Today, sad to say, fewer and fewer families continue the Sunday dinner ritual. The plentiful prune ranches that once graced our valley and offered local residence free and bountiful greens have all but disappeared now. The 1960s and 1970s brought microwave cooking to the family kitchen and a full-course dinner is being zapped in shorter time than it takes to swallow down a pre-dinner cocktail. The bright golden-yellow mustard green flowers that once filled our Valley's hillsides and orchards are seen now only in sparse patches along the freeways.
The traditional foods from our past are getting harder and harder to find. My "hunt" for mustard greens, fava beans, and quince takes me to the corner supermarket, where, nine-times-out-of-10, I'll not find them.
Recently, two longtime friends of mine braved the cold weather and muddy orchards to search out a small patch of mustard greens growing in an open field off the busy highway.
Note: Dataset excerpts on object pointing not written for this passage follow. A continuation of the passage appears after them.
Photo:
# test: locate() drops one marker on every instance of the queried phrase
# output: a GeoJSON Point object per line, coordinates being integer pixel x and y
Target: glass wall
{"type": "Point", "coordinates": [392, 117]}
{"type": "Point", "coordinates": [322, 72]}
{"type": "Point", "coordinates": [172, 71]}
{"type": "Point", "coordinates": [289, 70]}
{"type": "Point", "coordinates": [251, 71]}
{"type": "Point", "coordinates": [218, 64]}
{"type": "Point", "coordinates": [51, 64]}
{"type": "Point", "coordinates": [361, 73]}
My friends generously gifted my household with a lovely bundle of these freshly picked greens.
A pot of water was quickly set to boil. A few minutes later, the mustard greens were tossed into my frying pan with a little olive oil, garlic (of course) and dried red peppers. A loaf of French bread was torn into chunks, glasses of Chianti poured, and as we raised our glasses in a toast, we happily declared: "Salute per cent'anni!"
How comforting to know that good friends, traditional foods, and the flavors of our heritage can still be found -- perhaps not in the same abundance as we once knew them, but still here for us to enjoy, nonetheless.